Nvidia-Backed SandboxAQ Generates Synthetic Data to Accelerate Drug Discovery

Artificial intelligence startup SandboxAQ, spun out of Alphabet’s Google and backed by Nvidia, unveiled a large synthetic dataset designed to speed up drug discovery by improving predictions of how drugs bind to proteins. This crucial step helps scientists determine whether a drug candidate will effectively target biological processes involved in diseases.

Although the dataset is rooted in real-world experimental science, SandboxAQ created it computationally using Nvidia’s powerful chips rather than through lab experiments. By combining traditional scientific computing with advanced AI, the startup generated approximately 5.2 million new three-dimensional molecular structures that have not been observed naturally but are scientifically plausible based on existing data.

This synthetic data is being released publicly to train AI models capable of rapidly and accurately predicting drug-protein interactions, a process that would otherwise take far longer to compute manually—even on the fastest computers. SandboxAQ plans to monetize its own AI models developed using this data, offering a faster, cost-effective alternative to lab experiments.
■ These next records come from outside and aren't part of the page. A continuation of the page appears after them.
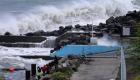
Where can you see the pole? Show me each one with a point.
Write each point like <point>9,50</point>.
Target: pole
<point>33,69</point>
<point>27,75</point>
<point>123,65</point>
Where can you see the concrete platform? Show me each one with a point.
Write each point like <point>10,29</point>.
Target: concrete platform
<point>98,69</point>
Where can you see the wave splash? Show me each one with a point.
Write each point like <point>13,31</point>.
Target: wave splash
<point>49,18</point>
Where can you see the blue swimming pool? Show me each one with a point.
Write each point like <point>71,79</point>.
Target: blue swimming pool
<point>83,50</point>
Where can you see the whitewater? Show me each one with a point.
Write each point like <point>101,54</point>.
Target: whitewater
<point>48,15</point>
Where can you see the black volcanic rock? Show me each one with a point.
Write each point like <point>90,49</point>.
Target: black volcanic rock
<point>7,34</point>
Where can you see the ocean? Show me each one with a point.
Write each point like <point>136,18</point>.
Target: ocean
<point>22,16</point>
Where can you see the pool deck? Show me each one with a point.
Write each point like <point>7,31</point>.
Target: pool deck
<point>103,67</point>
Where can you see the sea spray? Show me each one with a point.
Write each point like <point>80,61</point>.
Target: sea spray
<point>50,17</point>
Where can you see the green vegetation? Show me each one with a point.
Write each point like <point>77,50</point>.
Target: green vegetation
<point>133,62</point>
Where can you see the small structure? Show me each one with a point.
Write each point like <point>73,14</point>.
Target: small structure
<point>26,41</point>
<point>128,31</point>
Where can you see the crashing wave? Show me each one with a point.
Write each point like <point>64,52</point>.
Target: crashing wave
<point>49,18</point>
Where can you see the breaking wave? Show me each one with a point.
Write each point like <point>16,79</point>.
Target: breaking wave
<point>50,17</point>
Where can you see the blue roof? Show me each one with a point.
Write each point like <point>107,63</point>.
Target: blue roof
<point>83,50</point>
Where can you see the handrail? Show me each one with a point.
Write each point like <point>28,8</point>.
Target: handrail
<point>123,65</point>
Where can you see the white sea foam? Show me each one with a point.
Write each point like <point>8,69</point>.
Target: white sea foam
<point>51,17</point>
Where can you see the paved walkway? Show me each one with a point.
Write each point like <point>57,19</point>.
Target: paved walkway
<point>102,68</point>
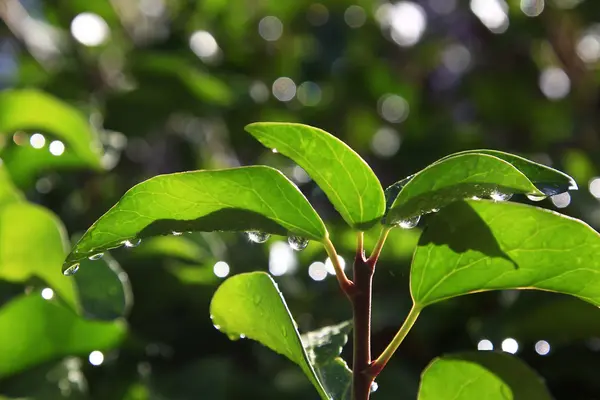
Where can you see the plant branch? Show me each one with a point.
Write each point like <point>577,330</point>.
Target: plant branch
<point>377,365</point>
<point>346,284</point>
<point>361,308</point>
<point>379,246</point>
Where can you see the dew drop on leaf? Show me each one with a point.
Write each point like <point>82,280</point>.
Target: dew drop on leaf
<point>133,242</point>
<point>534,197</point>
<point>97,256</point>
<point>297,243</point>
<point>500,196</point>
<point>408,223</point>
<point>257,236</point>
<point>71,270</point>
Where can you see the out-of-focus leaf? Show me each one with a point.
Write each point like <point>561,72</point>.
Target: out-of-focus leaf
<point>200,84</point>
<point>455,178</point>
<point>33,110</point>
<point>8,192</point>
<point>475,246</point>
<point>324,347</point>
<point>346,179</point>
<point>239,199</point>
<point>52,330</point>
<point>481,375</point>
<point>250,305</point>
<point>104,289</point>
<point>34,243</point>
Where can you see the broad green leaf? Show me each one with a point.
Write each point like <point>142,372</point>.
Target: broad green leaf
<point>237,199</point>
<point>475,246</point>
<point>33,110</point>
<point>34,243</point>
<point>323,347</point>
<point>451,179</point>
<point>49,332</point>
<point>104,289</point>
<point>250,305</point>
<point>548,180</point>
<point>481,375</point>
<point>346,179</point>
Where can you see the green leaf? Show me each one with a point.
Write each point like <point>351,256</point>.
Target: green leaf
<point>346,179</point>
<point>454,178</point>
<point>481,375</point>
<point>34,243</point>
<point>548,180</point>
<point>475,246</point>
<point>8,192</point>
<point>251,305</point>
<point>323,347</point>
<point>33,110</point>
<point>238,199</point>
<point>104,289</point>
<point>49,332</point>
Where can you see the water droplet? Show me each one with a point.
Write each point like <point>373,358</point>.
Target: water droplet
<point>96,256</point>
<point>500,196</point>
<point>297,243</point>
<point>71,270</point>
<point>258,236</point>
<point>408,223</point>
<point>535,197</point>
<point>374,387</point>
<point>133,242</point>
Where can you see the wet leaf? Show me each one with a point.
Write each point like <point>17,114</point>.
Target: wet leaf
<point>475,246</point>
<point>52,330</point>
<point>34,243</point>
<point>251,305</point>
<point>346,179</point>
<point>455,178</point>
<point>238,199</point>
<point>32,110</point>
<point>481,375</point>
<point>104,289</point>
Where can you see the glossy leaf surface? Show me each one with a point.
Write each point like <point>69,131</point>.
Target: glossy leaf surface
<point>481,375</point>
<point>52,330</point>
<point>474,246</point>
<point>238,199</point>
<point>455,178</point>
<point>250,305</point>
<point>341,173</point>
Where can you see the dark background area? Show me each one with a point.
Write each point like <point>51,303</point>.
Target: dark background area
<point>169,86</point>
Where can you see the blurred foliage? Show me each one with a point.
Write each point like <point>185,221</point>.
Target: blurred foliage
<point>157,95</point>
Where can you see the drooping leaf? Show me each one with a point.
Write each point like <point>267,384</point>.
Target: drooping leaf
<point>104,289</point>
<point>475,246</point>
<point>49,332</point>
<point>34,243</point>
<point>548,180</point>
<point>251,305</point>
<point>481,375</point>
<point>238,199</point>
<point>455,178</point>
<point>34,110</point>
<point>323,347</point>
<point>346,179</point>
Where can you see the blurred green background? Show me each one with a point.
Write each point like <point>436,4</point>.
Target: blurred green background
<point>144,87</point>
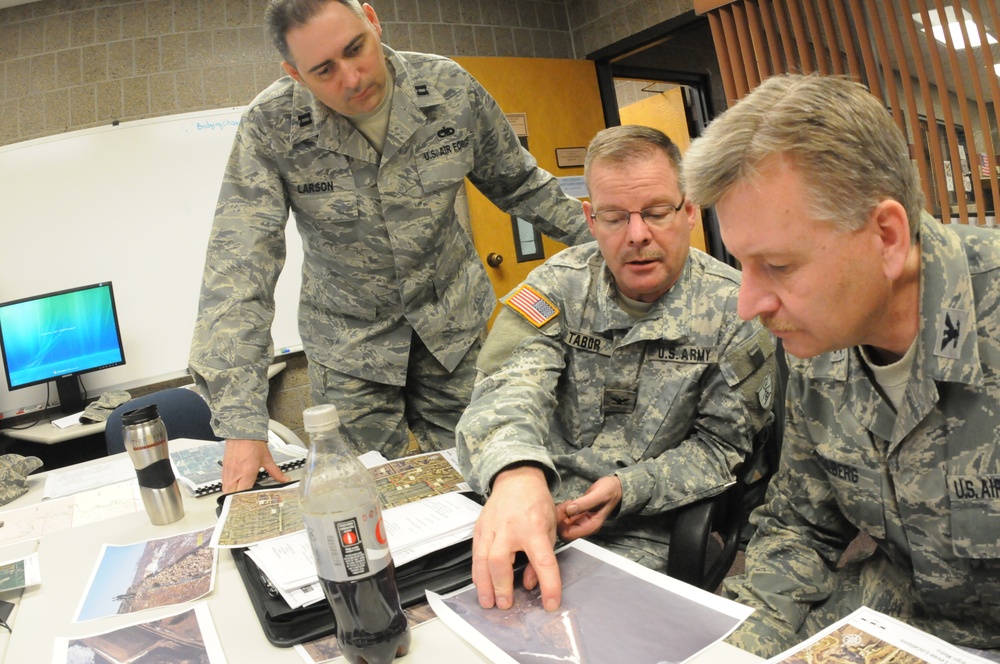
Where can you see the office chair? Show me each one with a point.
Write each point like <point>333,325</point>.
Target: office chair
<point>184,412</point>
<point>695,555</point>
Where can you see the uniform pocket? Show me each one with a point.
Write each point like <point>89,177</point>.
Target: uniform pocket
<point>858,490</point>
<point>975,515</point>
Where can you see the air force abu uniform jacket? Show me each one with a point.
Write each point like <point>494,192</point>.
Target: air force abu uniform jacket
<point>384,252</point>
<point>924,483</point>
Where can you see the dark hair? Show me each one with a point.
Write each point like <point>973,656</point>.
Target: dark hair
<point>842,140</point>
<point>282,16</point>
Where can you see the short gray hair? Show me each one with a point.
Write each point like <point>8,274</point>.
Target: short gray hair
<point>846,147</point>
<point>283,16</point>
<point>628,143</point>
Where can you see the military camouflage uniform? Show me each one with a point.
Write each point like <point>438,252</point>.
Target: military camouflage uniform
<point>385,256</point>
<point>925,484</point>
<point>669,403</point>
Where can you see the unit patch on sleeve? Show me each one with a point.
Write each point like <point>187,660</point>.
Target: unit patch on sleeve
<point>530,304</point>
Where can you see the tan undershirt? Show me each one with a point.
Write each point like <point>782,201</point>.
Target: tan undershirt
<point>374,125</point>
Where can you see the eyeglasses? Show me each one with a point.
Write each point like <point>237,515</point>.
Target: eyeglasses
<point>657,216</point>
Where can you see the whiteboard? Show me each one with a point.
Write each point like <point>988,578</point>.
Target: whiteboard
<point>131,204</point>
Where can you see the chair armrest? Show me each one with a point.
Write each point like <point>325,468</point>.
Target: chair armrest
<point>689,535</point>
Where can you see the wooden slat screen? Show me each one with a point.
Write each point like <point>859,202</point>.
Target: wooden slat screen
<point>945,97</point>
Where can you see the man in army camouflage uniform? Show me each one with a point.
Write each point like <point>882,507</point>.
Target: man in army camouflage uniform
<point>893,412</point>
<point>617,381</point>
<point>369,148</point>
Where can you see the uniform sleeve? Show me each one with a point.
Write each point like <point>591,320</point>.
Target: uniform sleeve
<point>507,420</point>
<point>801,534</point>
<point>732,407</point>
<point>510,177</point>
<point>232,346</point>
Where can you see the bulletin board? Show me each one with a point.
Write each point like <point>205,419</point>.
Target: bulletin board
<point>133,204</point>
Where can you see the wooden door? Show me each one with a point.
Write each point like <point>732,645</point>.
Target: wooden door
<point>562,105</point>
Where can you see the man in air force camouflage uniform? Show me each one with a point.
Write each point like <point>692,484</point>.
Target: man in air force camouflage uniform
<point>894,412</point>
<point>617,381</point>
<point>369,148</point>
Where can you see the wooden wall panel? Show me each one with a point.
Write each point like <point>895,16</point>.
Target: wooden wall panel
<point>943,96</point>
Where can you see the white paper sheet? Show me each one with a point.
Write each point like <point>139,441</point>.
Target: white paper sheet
<point>875,638</point>
<point>609,607</point>
<point>74,480</point>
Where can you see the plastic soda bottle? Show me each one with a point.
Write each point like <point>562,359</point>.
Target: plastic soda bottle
<point>344,521</point>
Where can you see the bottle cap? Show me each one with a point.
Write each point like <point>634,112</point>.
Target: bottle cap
<point>320,418</point>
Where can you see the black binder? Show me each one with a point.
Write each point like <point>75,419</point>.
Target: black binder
<point>442,571</point>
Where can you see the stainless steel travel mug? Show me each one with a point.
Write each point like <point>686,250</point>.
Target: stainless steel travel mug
<point>146,441</point>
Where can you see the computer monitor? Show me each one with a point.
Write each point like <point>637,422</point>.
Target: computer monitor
<point>58,336</point>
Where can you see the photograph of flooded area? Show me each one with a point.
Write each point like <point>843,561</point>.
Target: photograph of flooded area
<point>144,575</point>
<point>171,571</point>
<point>409,479</point>
<point>174,639</point>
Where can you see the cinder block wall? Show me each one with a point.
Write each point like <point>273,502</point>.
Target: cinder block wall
<point>73,64</point>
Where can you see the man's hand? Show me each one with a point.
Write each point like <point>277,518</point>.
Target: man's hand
<point>520,515</point>
<point>241,462</point>
<point>585,515</point>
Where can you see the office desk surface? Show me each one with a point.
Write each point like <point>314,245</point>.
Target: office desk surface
<point>66,559</point>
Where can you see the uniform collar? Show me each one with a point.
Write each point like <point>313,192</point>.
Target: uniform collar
<point>313,120</point>
<point>667,326</point>
<point>947,344</point>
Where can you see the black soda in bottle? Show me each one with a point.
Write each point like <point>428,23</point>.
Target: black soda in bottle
<point>344,522</point>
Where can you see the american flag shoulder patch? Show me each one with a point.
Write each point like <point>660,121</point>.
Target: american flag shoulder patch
<point>532,305</point>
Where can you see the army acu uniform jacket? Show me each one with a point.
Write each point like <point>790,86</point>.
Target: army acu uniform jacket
<point>384,252</point>
<point>924,483</point>
<point>669,403</point>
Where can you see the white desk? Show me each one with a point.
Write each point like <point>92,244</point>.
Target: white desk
<point>66,559</point>
<point>45,433</point>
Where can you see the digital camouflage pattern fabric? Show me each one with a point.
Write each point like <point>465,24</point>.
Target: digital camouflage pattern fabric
<point>668,402</point>
<point>384,252</point>
<point>923,483</point>
<point>14,471</point>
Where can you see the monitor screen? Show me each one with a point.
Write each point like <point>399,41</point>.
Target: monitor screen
<point>59,335</point>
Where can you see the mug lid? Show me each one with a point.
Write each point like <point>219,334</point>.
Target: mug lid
<point>140,415</point>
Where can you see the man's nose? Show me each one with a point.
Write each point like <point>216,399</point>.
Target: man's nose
<point>754,298</point>
<point>636,229</point>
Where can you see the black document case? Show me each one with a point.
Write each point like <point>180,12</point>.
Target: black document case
<point>442,571</point>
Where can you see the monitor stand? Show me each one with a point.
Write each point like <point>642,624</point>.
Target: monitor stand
<point>70,394</point>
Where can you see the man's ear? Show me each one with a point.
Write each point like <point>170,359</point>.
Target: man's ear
<point>892,227</point>
<point>292,71</point>
<point>688,209</point>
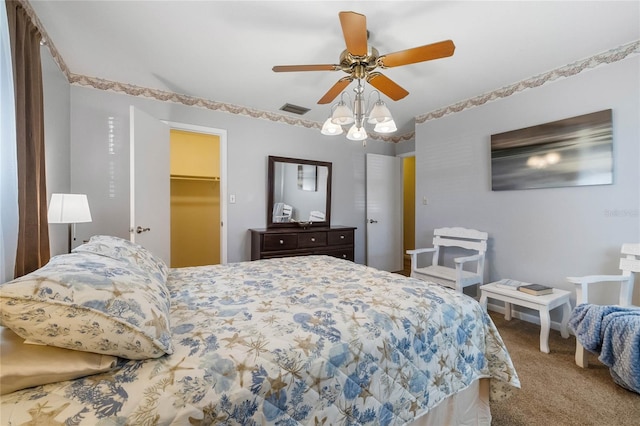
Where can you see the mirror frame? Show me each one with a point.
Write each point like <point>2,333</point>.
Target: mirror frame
<point>271,182</point>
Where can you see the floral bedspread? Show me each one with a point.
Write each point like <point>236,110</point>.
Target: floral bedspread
<point>308,340</point>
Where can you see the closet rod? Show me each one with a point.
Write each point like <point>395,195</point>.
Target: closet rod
<point>187,177</point>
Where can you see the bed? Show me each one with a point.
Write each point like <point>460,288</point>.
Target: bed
<point>310,340</point>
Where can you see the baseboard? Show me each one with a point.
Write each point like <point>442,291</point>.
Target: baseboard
<point>532,318</point>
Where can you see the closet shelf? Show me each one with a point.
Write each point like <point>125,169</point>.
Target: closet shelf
<point>190,177</point>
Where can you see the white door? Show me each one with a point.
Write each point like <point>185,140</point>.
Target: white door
<point>384,212</point>
<point>150,224</point>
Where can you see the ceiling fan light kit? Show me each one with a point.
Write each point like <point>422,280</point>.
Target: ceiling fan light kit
<point>359,61</point>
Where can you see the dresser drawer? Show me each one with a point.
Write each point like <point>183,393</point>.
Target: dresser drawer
<point>340,237</point>
<point>346,253</point>
<point>280,242</point>
<point>312,239</point>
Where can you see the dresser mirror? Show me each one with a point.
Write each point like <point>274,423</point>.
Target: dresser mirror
<point>299,193</point>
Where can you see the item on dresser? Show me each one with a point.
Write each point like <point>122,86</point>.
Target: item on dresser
<point>536,289</point>
<point>337,241</point>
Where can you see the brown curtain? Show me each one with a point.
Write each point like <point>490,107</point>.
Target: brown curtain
<point>33,231</point>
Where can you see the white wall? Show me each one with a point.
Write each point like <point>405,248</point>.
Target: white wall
<point>57,146</point>
<point>100,164</point>
<point>538,235</point>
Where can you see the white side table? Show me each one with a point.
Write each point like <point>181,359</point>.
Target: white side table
<point>543,304</point>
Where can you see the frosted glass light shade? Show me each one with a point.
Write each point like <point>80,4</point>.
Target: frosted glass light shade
<point>379,113</point>
<point>356,133</point>
<point>342,115</point>
<point>385,127</point>
<point>68,208</point>
<point>330,129</point>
Nadia Harhen, SandboxAQ’s general manager of AI simulation, explained the breakthrough: “This is a long-standing problem in biology that the industry has been trying to solve. Our synthetic data is tagged with ground-truth experimental results, enabling models trained on this data to achieve unprecedented accuracy.”

The approach represents a promising intersection of scientific computation and AI, potentially accelerating the development of new medicines and improving outcomes in pharmaceutical research.